One year ago today, at 2:30 am, the smoke alarm in my apartment went off. The place was full of smoke, and there were flames at my back door, just a few feet away from where we’d been sleeping. We got up, grabbed essentials, tossed the cat in my car for safekeeping, and got out. Ours was the only smoke alarm on that side of the building. If it hadn’t, we might not have made it out alive.
That was the moment when we became houseless. I won’t say “homeless,” because our next home was already under construction in the back parking lot: the van that we would name Smokey because everything we owned was now covered in smoke residue. But it wasn’t home yet, and so began one of the most difficult months of my life — not only rushing through the end of the van build but also salvaging what we could from the damaged apartment, with property management making our lives even more difficult every step of the way.
It’s hard to believe it’s only been a year since then. The van’s gone through continuous incremental changes along the way.

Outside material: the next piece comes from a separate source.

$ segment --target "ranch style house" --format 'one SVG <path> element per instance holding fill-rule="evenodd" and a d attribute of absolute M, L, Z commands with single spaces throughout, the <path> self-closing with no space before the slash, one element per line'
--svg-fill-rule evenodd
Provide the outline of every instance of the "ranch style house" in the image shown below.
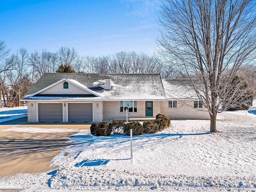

For that matter, so have I, though the breakup with Trisha was anything but incremental. That bombshell was at least as big for me as the fire, as it fundamentally changed how I live on the road. It also changed where I go, with me ending up out west instead of on the east coast like we’d planned. She’s still living that life now, but I’m not.
To say I’ve changed would be like saying the ocean is slightly damp. I’ve been to places, met people, and had experiences I never would have if not for this life-changing event. I’d like to think I’ve turned out to be a better person in the end, though I wouldn’t wish this difficult path I’ve taken to get here on anybody.
I’ve definitely learned to roll with the punches better than I used to. It’s not like I had a choice. When gas prices went through the roof, I realized my previous summer adventure plans were no longer affordable, so I scaled them back. Now that they’ve stabilized and started dropping, I’m reconsidering the original plans. I’m still not quite sure what the new plan will be. I’m making it up as I go along. That’s something I’ve also become much better at doing in the past year. Often I make good choices. Sometimes I don’t. Nobody’s perfect. But one bonus of living the way I do is that if I run into problems, I can usually just drive away from them.
I’m not sure what else to say about this. It’s been a crazy year. I hope the following year is not quite as crazy, at least not in the bad ways. Some crazy is good, especially the fun kind.